Example 5: Crystalline Mitapivat hemi sulfate Form XIV
Mitapivat base (10 g) was suspended in methanol (50 mL) at 27±2 °C. Conc. H2SO4 (1.13 g, 0.52 mole eq.) diluted with 10 mL methanol was slowly added to the suspension and maintained under stirring at 27±2 °C for 20-30 minutes. Heated to 52±2°C and stirred for 30 minutes to get clear solution. The clear solution was filtered through hyflo bed to remove any undissolved particulate matter. Charge ethyl acetate (150 mL) into another RBF and heated to 45±2 °C. Added above reaction mass solution to pre-heated ethyl acetate at 45±2 °C for 45 minutes and stirred for 30minutes at 45±2°C. The resulting suspension was cooled to 28±2°C and maintained for 16h. Cooled to 0-5°C and stir for 60min. The resulting reaction mass was filtered, washed with mixture of methanol (6 mL) and ethyl acetate (15 mL) and suck-dried for 30 minutes. The wet material was dried at 110 °C under vacuum for 15 hours. The solid obtained was identified by PXRD as Mitapivat hemi sulfate Form XIV.
Yield: 9.0g
,CLAIMS:
1. A crystalline mitapivat hemi sulfate Form XIII, which has a powder X-ray diffraction pattern having 2? angles positions at about 7.20, 11.17, 12.55, 15.23, 16.89, 17.40, 18.37 and 20.44 ±0.2°.

2. A crystalline mitapivat hemi sulfate Form XIII, characterized by Powder Xray diffraction pattern as depicted in FIG. 1.

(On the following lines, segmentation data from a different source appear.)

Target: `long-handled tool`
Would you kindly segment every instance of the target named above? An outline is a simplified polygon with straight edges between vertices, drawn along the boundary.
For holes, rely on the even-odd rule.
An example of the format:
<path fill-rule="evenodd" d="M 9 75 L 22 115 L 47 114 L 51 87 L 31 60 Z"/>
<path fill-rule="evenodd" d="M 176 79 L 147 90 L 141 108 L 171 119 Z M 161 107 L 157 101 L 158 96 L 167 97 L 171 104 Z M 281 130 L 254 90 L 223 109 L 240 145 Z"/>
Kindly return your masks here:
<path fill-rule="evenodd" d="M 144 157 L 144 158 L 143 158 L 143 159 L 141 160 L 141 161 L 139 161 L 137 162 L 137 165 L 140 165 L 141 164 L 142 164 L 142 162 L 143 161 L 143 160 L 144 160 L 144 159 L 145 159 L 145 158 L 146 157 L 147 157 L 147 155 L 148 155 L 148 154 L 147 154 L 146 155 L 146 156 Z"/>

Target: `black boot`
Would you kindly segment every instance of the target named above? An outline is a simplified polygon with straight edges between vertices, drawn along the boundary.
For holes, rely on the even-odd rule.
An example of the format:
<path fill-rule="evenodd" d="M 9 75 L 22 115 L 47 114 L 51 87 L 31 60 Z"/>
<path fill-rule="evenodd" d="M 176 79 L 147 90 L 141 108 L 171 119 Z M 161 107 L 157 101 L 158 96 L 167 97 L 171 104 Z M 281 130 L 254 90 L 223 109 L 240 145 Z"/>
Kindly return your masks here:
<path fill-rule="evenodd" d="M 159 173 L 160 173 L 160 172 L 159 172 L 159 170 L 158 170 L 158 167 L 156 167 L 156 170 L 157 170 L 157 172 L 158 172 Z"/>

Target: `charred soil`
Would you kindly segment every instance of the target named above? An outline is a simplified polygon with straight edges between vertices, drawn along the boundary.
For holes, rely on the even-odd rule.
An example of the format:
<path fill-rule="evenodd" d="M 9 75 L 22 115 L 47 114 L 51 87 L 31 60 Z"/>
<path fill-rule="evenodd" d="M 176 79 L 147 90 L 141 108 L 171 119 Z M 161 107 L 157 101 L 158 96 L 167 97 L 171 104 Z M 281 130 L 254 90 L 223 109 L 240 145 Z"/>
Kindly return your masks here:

3. The process for the preparation of crystalline mitapivat hemi sulfate Form XIII comprising the steps of:
a) dissolving mitapivat in an alcoholic solvent and adding sulfuric acid;
b) adding the reaction mixture obtained in step (a) to the seeds of mitapivat hemi sulfate Form XIV in an ester solvent;
c) stirring the reaction mixture obtained in step (b); and
d) isolating crystalline mitapivat hemi sulfate Form XIII.

4. A crystalline mitapivat hemi sulfate Form XIV, which has a powder X-ray diffraction pattern having 2? angles positions at about 7.75, 12.60, 13.26, 14.15, 15.53, 17.02, 20.86, 23.40 and 28.86 ± 0.2°.

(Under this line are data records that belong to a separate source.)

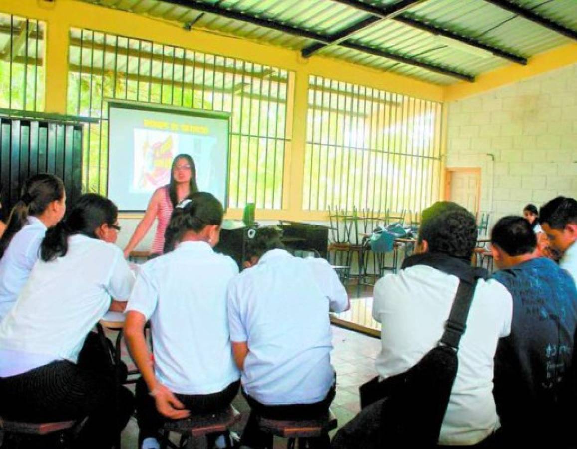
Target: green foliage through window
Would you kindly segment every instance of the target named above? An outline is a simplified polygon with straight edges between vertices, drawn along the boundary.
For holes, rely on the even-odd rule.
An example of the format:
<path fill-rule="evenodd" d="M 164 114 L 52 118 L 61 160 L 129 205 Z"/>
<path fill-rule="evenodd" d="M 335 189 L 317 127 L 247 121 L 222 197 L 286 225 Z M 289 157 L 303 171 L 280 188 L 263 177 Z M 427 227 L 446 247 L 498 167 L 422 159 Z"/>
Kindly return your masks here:
<path fill-rule="evenodd" d="M 106 100 L 122 99 L 230 113 L 228 205 L 282 207 L 291 73 L 74 28 L 69 70 L 68 113 L 101 119 L 85 136 L 85 191 L 106 193 Z"/>
<path fill-rule="evenodd" d="M 0 107 L 44 110 L 46 25 L 0 14 Z"/>
<path fill-rule="evenodd" d="M 303 208 L 413 213 L 436 200 L 442 105 L 309 80 Z"/>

5. A crystalline mitapivat hemi sulfate Form XIV, characterized by Powder Xray diffraction pattern as depicted in FIG. 2.

6. The process for the preparation of crystalline mitapivat hemi sulfate Form XIV comprising the steps of:
a) dissolving mitapivat in an alcoholic solvent and adding sulfuric acid;
b) adding an ester solvent and seeds of mitapivat hemi sulfate Form XI;
c) heating the reaction mixture;
d) cooling and stirring the reaction mixture obtained in step (c); and
e) filtering, drying to isolate crystalline mitapivat hemi sulfate Form XIV.

7. The process for the preparation of crystalline mitapivat hemi sulfate Form XIV comprising the steps of:
a) dissolving mitapivat in an alcoholic solvent and adding sulfuric acid;
b) adding the reaction mixture obtained in step (a) to the seeds of mitapivat hemi sulfate Form XIV in an ester solvent;
c) stirring the reaction mixture; and
d) filtering, drying to isolate crystalline mitapivat hemi sulfate Form XIV.

8. The process as claimed in above claims wherein alcoholic solvent is selected from ethanol, methanol, n-propanol, n-butanol, 2-butanol, 2-propanol, 3-methyl-1-butanol, 1-pentanol, 2-methyl-1-propanol or mixture thereof.

9. The process as claimed in above claims wherein ester solvent is selected from ethyl acetate, n-propyl acetate, isopropyl acetate, n-butyl acetate, isobutyl acetate, methyl acetate or mixtures thereof.

10. The process for the preparation of crystalline mitapivat hemi sulfate Form XIV comprising drying of crystalline mitapivat hemi sulfate Form XIII under reduced pressure at a temperature of 70-90°C.